Bei Panikstörungen kann es helfen, die angsterfüllte Person ganz feste in den Arm zu nehmen und er*sie entspannt sich. Ist jemand auf dem Autismus-Spektrum, kommt häufig eine beschwerte Decke zum Einsatz. Auch für neurotypische Personen kann Druck durchaus zu Entspannung führen. Falls ihr gerade keinen Partner*in habt, der*die sich mal eben der Länge nach auf euch drauflegen kann, empfehle ich erstmal, sich unter eine Decke und Yogablöcke zu legen. Wenn du das Gefühl magst, könntest du dir zum Beispiel Kirschkerne in eine Decke nähen, oder eine fertige beschwerte Decke kaufen.

6. Ekstatischer Tanz

Einmal verirrte ich mich auf eine Improvisations-Performance-Tanz-Veranstaltung und war von der Atmosphäre dort so begeistert, dass ich mich entschied, nach Berlin zu ziehen. Die Leute dort tanzten intuitiv und mit so viel Begeisterung, das wollte ich auch. Traute mich allerdings nicht. Also fragte ich bei Pascal nach einem Workshop an, um so zu tanzen zu lernen. Er meinte “das Event selbst ist der Workshop! Komm einfach mal vorbei.”
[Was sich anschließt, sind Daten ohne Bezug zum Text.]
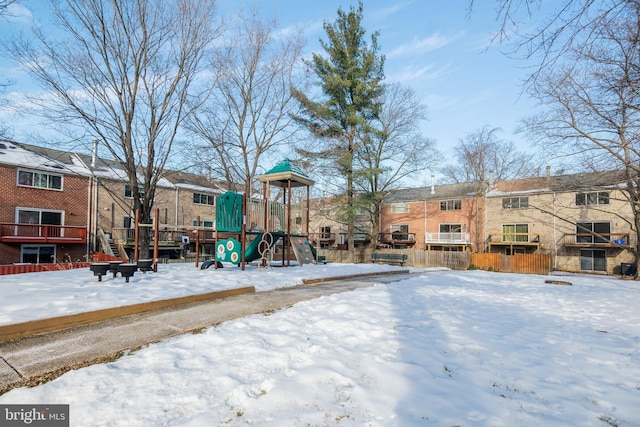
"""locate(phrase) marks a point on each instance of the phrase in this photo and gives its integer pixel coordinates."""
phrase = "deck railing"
(43, 233)
(448, 238)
Vor Ort erwarteten mich einige Partnerübungen mit viel Körperkontakt und sehr liebe und entspannte Menschen. Als die Musik zum ekstatischen Tanz dann losging, war mir tatsächlich nichts mehr peinlich, ich schloss die Augen und tanzte drauf los. Meine Empfehlung für jeden, der beim Tanzen noch nicht so richtig aus sich herausgeht. Die nächsten Veranstaltungen findest du hier.

7. Tagebuch-Schreiben

Ja, ernsthaft! Oder, in cool: Journaling. Zum Testen kannst du einfach mal aufschreiben, für was du heute dankbar bist. Drei Dinge, jeden Tag. Ich wette, nach einer Woche wirst du entspannter und vielleicht auch ein bisschen glücklicher sein. Falls du richtig eintauchen möchtest in das Thema: Die liebe Sheila hat dazu einen Artikel geschrieben.
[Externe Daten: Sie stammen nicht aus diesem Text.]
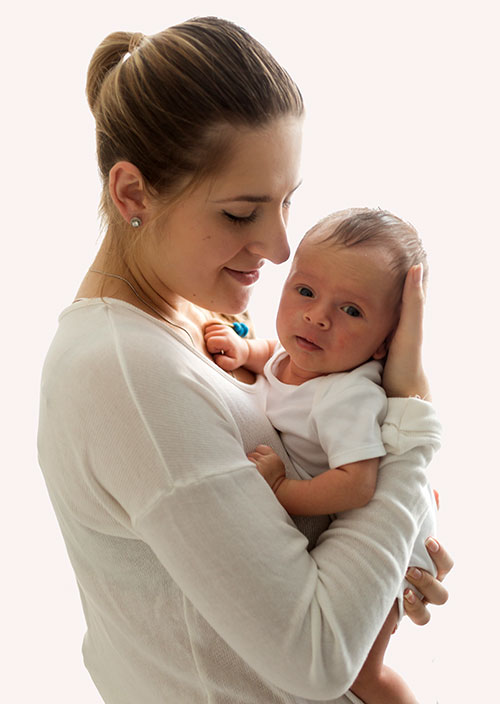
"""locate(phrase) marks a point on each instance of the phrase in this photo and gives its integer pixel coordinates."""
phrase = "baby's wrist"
(277, 483)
Wenn ich wirklich keine Lust auf Yoga habe, habe ich für mich entschieden, es einfach mal gut sein zu lassen. Anstatt “du musst jetzt ins Yoga” denke ich “was könnte ich mir jetzt Gutes tun?” und das weiß mein Körper meist ganz intuitiv. Nicht immer bedeutet das automatisch, auf der Couch liegen zu bleiben. Ich schließe die Augen und höre in mich hinein. Zu meiner eigenen Überraschung finde ich eine starke Energie und den Wunsch nach Bewegung. Wann habe ich mich das letzte Mal so richtig ausgepowert? Das ist viel zu lange her! Ich habe Lust zu tanzen, zu hüpfen, zu lachen und mich stark zu fühlen. Ecstatic Dance, ich komme!

Bist du heute auch ein Yoga-Muffel?

Ich hoffe, diese Liste hat dich inspiriert, dir trotzdem etwas Zeit zu nehmen und etwas Gutes zu tun.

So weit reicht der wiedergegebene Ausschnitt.